Se la madre in gravidanza ha queste caratteristiche:

  •  Età superiore ai 35 anni.

  •  Familiarità diabetica positiva in primo grado (genitori o fratelli).

  • Obesità.

  •  Precedente gravidanza con diagnosi di diabete gestazionale.

  •  Precedente parto di bambino con peso alla nascita superiore o  uguale 4 kg (macrosomia fetale).

  • Precedente/i parto di bambino nato morto.

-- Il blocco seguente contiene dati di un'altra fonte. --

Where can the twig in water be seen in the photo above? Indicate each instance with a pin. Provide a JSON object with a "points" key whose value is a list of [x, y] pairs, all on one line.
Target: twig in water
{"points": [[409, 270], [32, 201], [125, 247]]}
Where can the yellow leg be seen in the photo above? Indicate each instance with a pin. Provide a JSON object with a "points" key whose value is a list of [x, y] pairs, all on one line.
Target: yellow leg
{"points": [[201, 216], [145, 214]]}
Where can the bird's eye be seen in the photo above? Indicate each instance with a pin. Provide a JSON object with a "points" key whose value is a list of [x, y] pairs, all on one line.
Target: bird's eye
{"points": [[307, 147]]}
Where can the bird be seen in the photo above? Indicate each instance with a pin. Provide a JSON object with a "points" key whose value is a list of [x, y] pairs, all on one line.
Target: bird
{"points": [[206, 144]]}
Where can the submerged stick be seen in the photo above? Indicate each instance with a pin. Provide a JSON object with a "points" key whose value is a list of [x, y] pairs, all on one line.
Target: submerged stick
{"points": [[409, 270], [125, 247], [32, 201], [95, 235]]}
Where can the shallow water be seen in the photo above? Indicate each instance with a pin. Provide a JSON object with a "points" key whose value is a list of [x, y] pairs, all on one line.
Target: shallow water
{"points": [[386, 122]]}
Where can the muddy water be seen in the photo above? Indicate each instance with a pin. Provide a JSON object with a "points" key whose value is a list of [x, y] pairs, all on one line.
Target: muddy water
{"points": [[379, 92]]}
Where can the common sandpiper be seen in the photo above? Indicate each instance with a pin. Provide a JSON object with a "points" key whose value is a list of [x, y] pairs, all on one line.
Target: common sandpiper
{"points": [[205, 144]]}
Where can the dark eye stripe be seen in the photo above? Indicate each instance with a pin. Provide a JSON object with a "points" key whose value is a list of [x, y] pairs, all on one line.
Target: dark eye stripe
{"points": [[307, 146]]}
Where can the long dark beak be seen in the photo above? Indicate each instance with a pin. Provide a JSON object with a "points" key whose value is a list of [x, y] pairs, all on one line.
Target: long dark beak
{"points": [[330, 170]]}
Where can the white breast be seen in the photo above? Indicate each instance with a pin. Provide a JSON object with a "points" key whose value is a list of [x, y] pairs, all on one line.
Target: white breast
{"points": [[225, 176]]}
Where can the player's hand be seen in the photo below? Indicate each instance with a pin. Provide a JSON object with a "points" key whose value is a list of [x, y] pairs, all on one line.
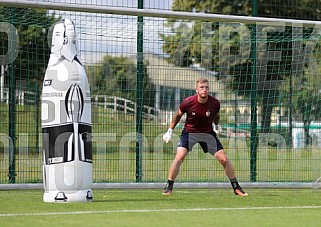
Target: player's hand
{"points": [[167, 136], [218, 129]]}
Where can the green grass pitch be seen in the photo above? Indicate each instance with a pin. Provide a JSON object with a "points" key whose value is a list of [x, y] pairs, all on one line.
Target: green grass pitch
{"points": [[148, 207]]}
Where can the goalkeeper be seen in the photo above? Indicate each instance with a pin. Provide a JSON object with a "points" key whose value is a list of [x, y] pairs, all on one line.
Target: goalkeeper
{"points": [[202, 110]]}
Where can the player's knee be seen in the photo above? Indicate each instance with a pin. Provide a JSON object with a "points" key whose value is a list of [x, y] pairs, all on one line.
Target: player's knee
{"points": [[223, 161]]}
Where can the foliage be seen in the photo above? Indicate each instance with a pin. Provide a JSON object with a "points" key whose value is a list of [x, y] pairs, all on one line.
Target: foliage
{"points": [[33, 53], [117, 76], [198, 42]]}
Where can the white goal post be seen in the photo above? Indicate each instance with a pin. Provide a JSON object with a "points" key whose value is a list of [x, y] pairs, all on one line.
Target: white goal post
{"points": [[152, 13]]}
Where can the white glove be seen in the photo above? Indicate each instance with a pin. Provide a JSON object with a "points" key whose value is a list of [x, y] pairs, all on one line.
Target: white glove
{"points": [[167, 136], [218, 129]]}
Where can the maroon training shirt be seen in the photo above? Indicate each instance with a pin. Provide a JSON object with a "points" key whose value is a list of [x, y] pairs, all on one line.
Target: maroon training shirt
{"points": [[199, 115]]}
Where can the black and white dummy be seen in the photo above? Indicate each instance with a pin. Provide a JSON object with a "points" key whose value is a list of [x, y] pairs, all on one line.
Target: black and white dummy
{"points": [[66, 121]]}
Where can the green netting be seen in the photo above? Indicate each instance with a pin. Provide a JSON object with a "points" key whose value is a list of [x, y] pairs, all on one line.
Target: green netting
{"points": [[266, 75]]}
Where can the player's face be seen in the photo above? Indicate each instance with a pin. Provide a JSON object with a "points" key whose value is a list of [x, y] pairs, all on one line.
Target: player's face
{"points": [[202, 90]]}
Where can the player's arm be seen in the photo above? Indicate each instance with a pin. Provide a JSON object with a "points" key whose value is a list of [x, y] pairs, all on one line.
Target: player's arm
{"points": [[176, 118], [216, 118]]}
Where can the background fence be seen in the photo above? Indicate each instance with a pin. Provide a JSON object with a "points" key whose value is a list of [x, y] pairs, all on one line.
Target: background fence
{"points": [[266, 75]]}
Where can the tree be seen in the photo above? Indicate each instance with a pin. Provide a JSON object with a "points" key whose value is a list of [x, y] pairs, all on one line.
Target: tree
{"points": [[117, 76], [239, 75], [34, 50]]}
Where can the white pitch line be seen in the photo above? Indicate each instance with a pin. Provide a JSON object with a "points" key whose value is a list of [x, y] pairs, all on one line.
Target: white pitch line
{"points": [[157, 210]]}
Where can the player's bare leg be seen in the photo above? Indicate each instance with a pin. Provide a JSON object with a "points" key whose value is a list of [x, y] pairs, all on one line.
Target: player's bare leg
{"points": [[174, 169], [229, 171]]}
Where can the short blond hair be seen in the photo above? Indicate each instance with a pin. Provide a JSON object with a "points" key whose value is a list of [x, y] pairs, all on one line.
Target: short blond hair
{"points": [[201, 80]]}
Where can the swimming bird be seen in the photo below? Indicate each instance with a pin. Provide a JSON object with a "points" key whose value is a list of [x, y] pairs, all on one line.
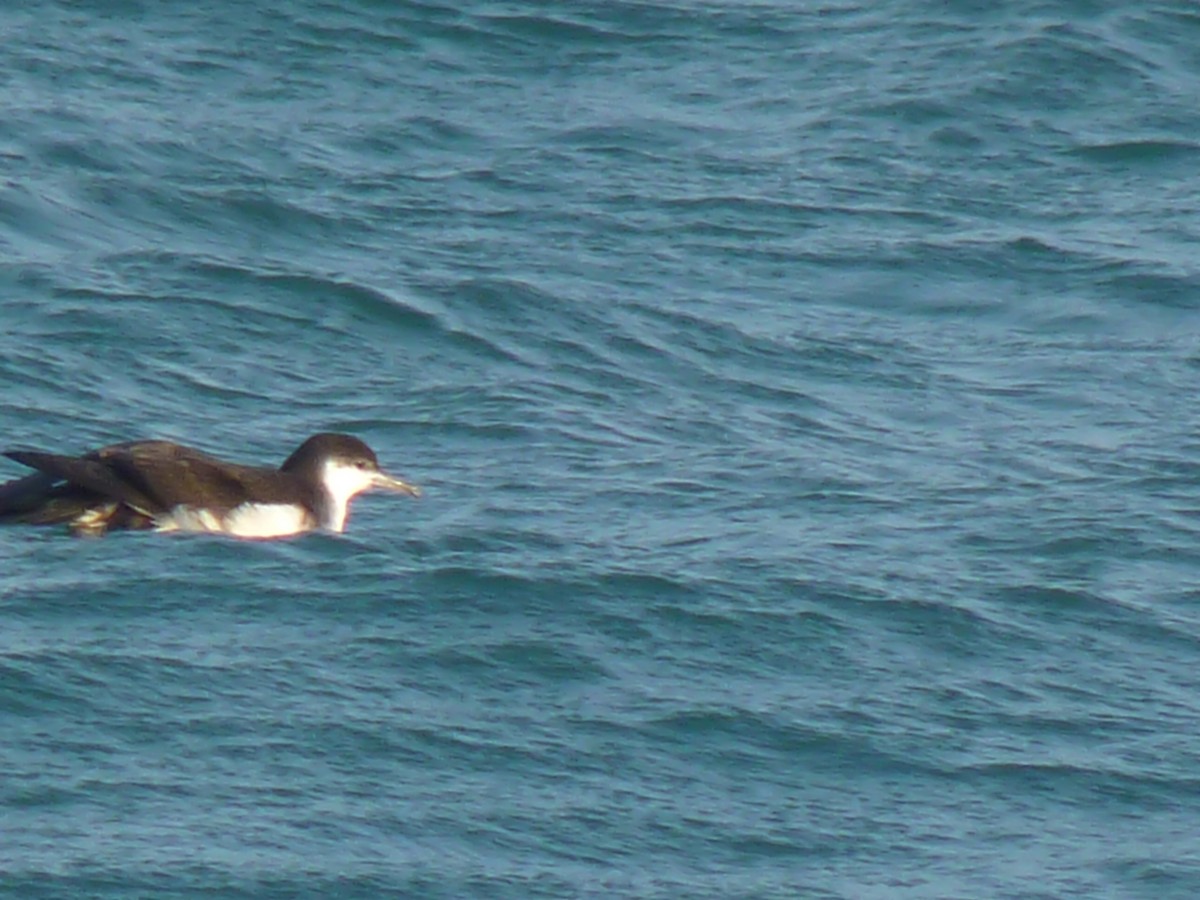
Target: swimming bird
{"points": [[168, 487]]}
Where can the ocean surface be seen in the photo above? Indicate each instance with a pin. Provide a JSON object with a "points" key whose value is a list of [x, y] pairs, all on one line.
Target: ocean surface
{"points": [[805, 399]]}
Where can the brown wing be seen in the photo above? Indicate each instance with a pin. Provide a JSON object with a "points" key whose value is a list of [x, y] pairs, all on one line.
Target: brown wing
{"points": [[87, 473], [172, 475]]}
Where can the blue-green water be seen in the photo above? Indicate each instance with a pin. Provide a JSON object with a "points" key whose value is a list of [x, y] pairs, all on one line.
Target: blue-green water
{"points": [[805, 400]]}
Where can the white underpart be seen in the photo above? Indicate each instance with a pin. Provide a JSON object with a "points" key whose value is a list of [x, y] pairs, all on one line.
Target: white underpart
{"points": [[342, 484], [250, 520]]}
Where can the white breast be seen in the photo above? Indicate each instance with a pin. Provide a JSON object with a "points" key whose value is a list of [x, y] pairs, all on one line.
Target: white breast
{"points": [[250, 520]]}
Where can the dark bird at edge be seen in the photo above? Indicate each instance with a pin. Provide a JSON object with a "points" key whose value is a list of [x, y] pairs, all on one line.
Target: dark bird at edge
{"points": [[156, 485]]}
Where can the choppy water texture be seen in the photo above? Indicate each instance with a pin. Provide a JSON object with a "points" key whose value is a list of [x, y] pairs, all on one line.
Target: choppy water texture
{"points": [[805, 396]]}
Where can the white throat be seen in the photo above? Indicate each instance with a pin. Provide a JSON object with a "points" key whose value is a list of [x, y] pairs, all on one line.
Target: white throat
{"points": [[342, 483]]}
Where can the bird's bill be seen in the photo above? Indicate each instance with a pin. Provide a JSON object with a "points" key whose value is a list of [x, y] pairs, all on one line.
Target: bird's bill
{"points": [[387, 483]]}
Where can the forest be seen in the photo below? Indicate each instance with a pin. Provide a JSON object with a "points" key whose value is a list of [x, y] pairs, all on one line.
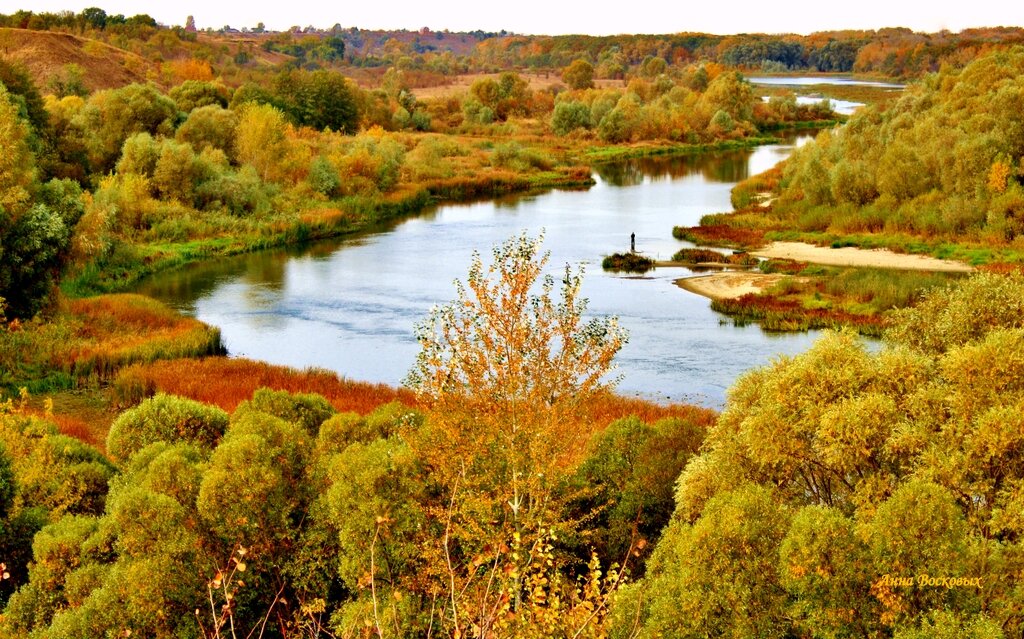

  • Presenza di glicosuria ,cioè glucosio nelle urine.

 

Devi subito rivolgerti al tuo ostetrico o al diabetologo per eseguire un :

maternitàTest di screening per il diabete in gravidanza che  deve essere eseguito tra la 16° e la 24° settimana

 

Cominciamo a sfatare l’opinione comune che se un bambino nasce macrosomico, se cioè il suo peso è notevole alla nascita, vuol dire che gode ottima salute, anzi! Esempio nei sia il nato da madre diabetica, se ella non è stata seguita adeguatamente dal suo ostetrico.  Infatti i Il figlio di madre diabetica è l’esempio più comune di mortalità e morbilità neonatale da malattia metabolica della madre. Esiste una correlazione tra il cattivo controllo del diabete all’inizio della gestazione  e l’incidenza di malformazioni congenite

  • HbA1c <   9,3  rischio di aborto  12,4%   malformazioni  3%

  • HbA1c > 14,3  rischio di aborto  37,5 %  malformazioni 40%

 Con l’avvento della terapia insulinica oggi, con una dieta stretta e rigorosa che non faccia aumentare molto di peso la gravida diabetica,  la donna non solo raggiunge l’età fertile, ma anche è in grado di portare a compimento bene le sue gravidanze, con tutti i rischi annessi e connessi. Negli anni ‘60 la mortalità fetale e neonatale era ancora pari circa al 65%, oggi invece, nella maggior parte dei casi anche se il decorso perinatale è normale, rimane il fatto che il nato da madre con diabete, rimane un  neonato a rischio di complicazioni anche gravi.

La prognosi dipende, oltre che dalla malattia, da come  il ginecologo ed il pediatra sanno gestire questa condizione.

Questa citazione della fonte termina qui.